My idea is to present the results of such scraping in a status bar extension, just in case any thing changed from the last run.

Is there a hidden overlay or some other subterfuge?

Beverie answered 27/12, 2008 at 16:57 Comment(0)
P
6

In case of XUL/Firefox, what you need is the nsIIOService interface, which you can get like this:

var mIOS = Components.classes["@mozilla.org/network/io-service;1"].
   getService(Components.interfaces.nsIIOService);

Then you need to create a channel, and open an asynchronous link:

var channel = mIOS.newChannel(urlToOpen, 0, null);
channel.asyncOpen(new StreamListener(), channel);

The key here is the StreamListener object:

var StreamListener = function() {
    return {
        QueryInterface: function(aIID) {
            if (aIID.equals(Components.interfaces.nsIStreamListener) ||
                aIID.equals(Components.interfaces.nsISupportsWeakReference) ||
                aIID.equals(Components.interfaces.nsISupports))
                return this;
            throw Components.results.NS_NOINTERFACE;

        onStartRequest: function(aRequest, aContext)
           { return 0; },

        onStopRequest: function(aRequest, aChannel /* aContext */, aStatusCode)
           { return 9; },

        onDataAvailable: function(aRequest, aContext, aStream, aOffset, aCount)
           { return 0; }
    };
}

You have to fill in the details in the onStartRequest, onStopRequest, onDataAvailable functions, but that should be enough to get you going. You can have a look at how I used this interface in my Firefox extension (it is called IdentFavIcon, and it can be found on the mozilla add-ons site).

The part which I'm uncertain about is how you can trigger this page request from time to time, set_timeout() should probably work, though.

Edit:

  1. See example here (see section Downloading Images) for an example on how to collect downloaded data into a single variable; and
  2. See this page on how to convert an HTML source into a DOM tree.

HTH.

Porcine answered 10/1, 2009 at 21:16 Comment(1)
could the resulting "page" then be used as a DOM object?Beverie
B
3

I am not sure if I understood the question completely, but will try to answer a few apparent alternative questions:

If you are looking for static web page scraping BeautifulSoup (Python) is one of the best and easiest.

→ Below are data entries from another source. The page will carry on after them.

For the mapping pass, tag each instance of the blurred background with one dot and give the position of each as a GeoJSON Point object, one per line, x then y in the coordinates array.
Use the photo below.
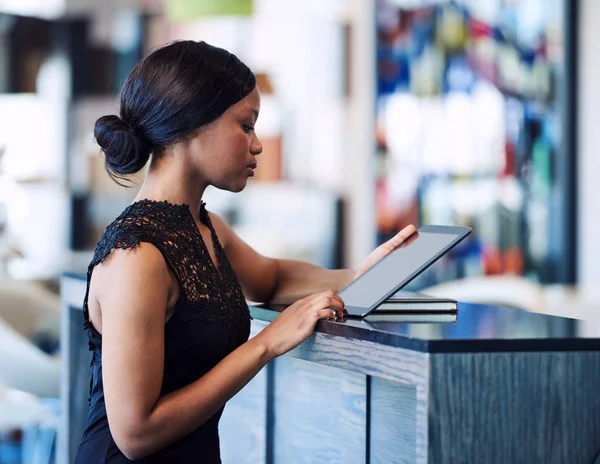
{"type": "Point", "coordinates": [375, 114]}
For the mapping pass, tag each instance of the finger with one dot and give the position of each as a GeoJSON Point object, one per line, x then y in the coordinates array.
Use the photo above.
{"type": "Point", "coordinates": [318, 298]}
{"type": "Point", "coordinates": [323, 313]}
{"type": "Point", "coordinates": [329, 301]}
{"type": "Point", "coordinates": [333, 303]}
{"type": "Point", "coordinates": [401, 236]}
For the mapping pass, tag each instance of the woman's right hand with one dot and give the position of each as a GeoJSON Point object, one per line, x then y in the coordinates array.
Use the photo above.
{"type": "Point", "coordinates": [297, 322]}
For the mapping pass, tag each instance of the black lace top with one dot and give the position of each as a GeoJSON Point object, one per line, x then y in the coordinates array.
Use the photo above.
{"type": "Point", "coordinates": [210, 320]}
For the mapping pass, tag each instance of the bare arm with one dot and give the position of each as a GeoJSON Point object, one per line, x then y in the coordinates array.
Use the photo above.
{"type": "Point", "coordinates": [132, 289]}
{"type": "Point", "coordinates": [285, 280]}
{"type": "Point", "coordinates": [276, 280]}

If you are looking for change in a Ajax based page, which changes over time, you will have to keep running the code in an infinite loop. But do not poll the site too frequently, it will detect a bandwidth consumption and may block your IP, so poll in some interval.

If you are looking to scrape some javascript rendered tickers or something, that cannot be done until the page is rendered, hence not possible with BeautifulSoup alone. you will have to use a headless browser like Crowbar - Similie (uses XULRunner) which renders the javascript content on a headless browser and the output of this rendered content can be used as an input to the BeautifulSoup scraper.

Brutality answered 27/12, 2008 at 18:16 Comment(1)
I have to do it inside a toolbar that's an extension of Firefox. Refer to my clarification.Beverie
B
1

From privileged JavaScript, i.e. JS in an extension, you are allowed to create hidden iframes; downloading the specified page is as simple as setting the location on this frame.

If you're pulling down a simple, static page that you own, set_timeout should be fine. But in that case, why not use XHR?

If you're pulling down arbitrary pages, ones with dynamic elements or lots of content, I'd recommend triggering your scrape of the page using Document.onload event handlers instead. It's way more reliable, and you can get clever about scraping the page at the earliest possible moment, but when you know the required content is there.

I don't think there's a specific tutorial on this, but the Mozilla Developer Center, which I'm sure you've already found, is absolutely excellent - the best online technical documentation in my opinion!

Bracci answered 27/12, 2008 at 17:21 Comment(1)
Does XHR on an extension permit to access other domains? Can I use Firefox DOM facilities on HTML pulled from XHR.Beverie
C
0

Have a look at XMLHttpRequest, should get you started.